Another Inuit psychosocial worker described playing a similar role:
“When I was in charge of this service, we had caseloads and we had waiting lists and everything. But we could work much faster and quicker with Inuit families because we're Inuit. I had an assistant who was also Inuit, and elderly experienced people working with us as community workers and going to visit families and knocking on doors and working with the police. So, it was much more community-oriented.”
Community involvement and informal encounters
Inuit workers talked about wishing that non-Inuit workers would get more involved in the community to get to know the families and create that trust that is essential for clinical care. One Inuit service provider said:
“In my mind, as a front-line worker and a community member, the way a community member will see a front-line worker is only through when there is a crisis. So, a front-line worker in the community is a crisis intervener and then it’s not always positive. So, I would love them to be more involved in the community. It can be by volunteering, you know, coming in to our recreation facility and volunteering … you know, play soccer or be a part of a sports team.”
Non-Inuit participants who described positive collaborations with families spoke of using informal.

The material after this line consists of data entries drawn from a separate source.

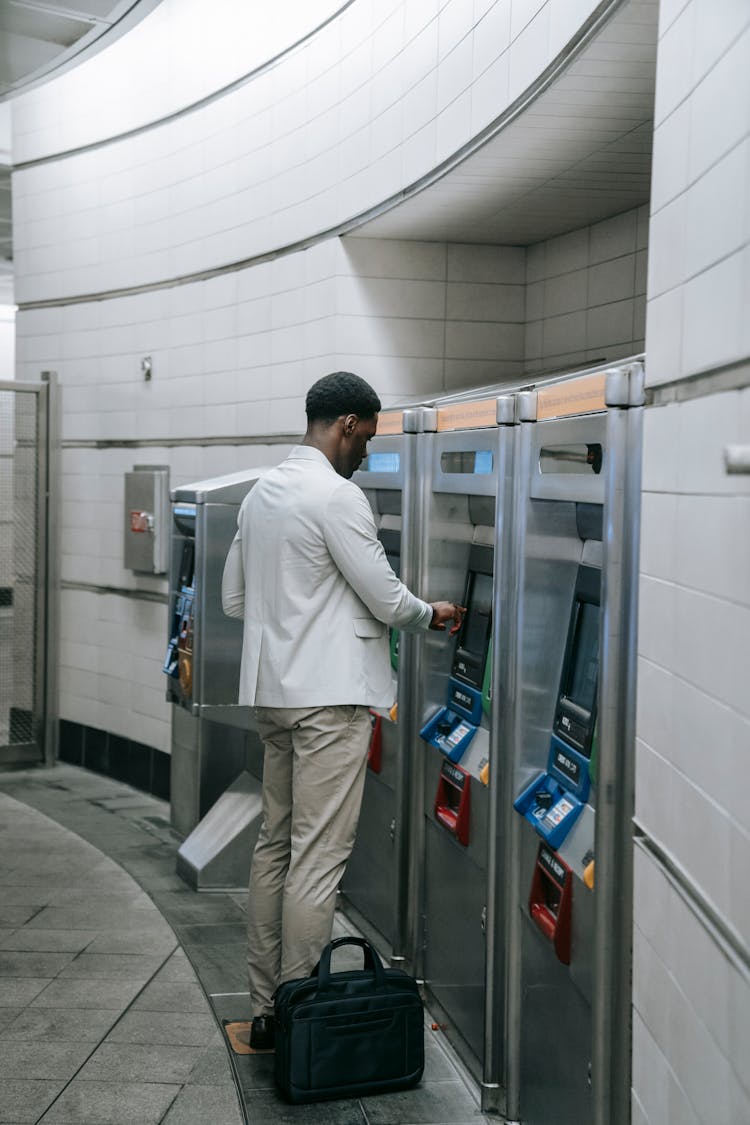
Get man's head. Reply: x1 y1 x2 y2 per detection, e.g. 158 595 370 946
305 371 380 478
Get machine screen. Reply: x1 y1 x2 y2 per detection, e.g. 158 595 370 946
459 574 493 662
563 602 599 713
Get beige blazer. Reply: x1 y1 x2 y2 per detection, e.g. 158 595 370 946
222 446 432 708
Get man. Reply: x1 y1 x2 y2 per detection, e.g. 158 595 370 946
222 371 464 1050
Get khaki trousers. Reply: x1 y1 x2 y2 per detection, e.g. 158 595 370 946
247 705 371 1016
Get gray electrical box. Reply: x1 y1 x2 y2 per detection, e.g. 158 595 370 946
124 465 170 574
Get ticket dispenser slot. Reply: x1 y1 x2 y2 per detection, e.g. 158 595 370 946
419 545 493 762
514 566 600 848
528 844 573 965
163 503 197 705
434 762 471 847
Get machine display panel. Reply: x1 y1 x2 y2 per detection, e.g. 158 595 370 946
563 602 599 713
453 572 493 689
554 567 602 773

approaches such as “having an open door to just come and meet.” A non-Inuit social worker described what this open door could potentially look like:
“There’s got to be an open door. You know, I was even discussing with a couple of the local staff in the school - how cool would it be if once a month, we just had like an open-door night for a few hours? Like, not parent-teacher night, not talking about report cards … we are not discussing the academics. Just come and meet the teacher. Come have a coffee, relax, you know? It doesn’t have to be fancy, it doesn’t have to be organised. The idea that the teacher is not this scary entity that sits in a classroom, right? That we are human beings and we’re just here to help your kids.”
A non-Inuit teacher explained that he tends to spend a lot of time within the community, at events and just walking around chatting with people:
“I guess it's also about being in the community a fair amount, so I am very close with a lot of parents. Like, I know them on a social basis. And I'll talk to them about their kids at those points, too. I think it helps sometimes.”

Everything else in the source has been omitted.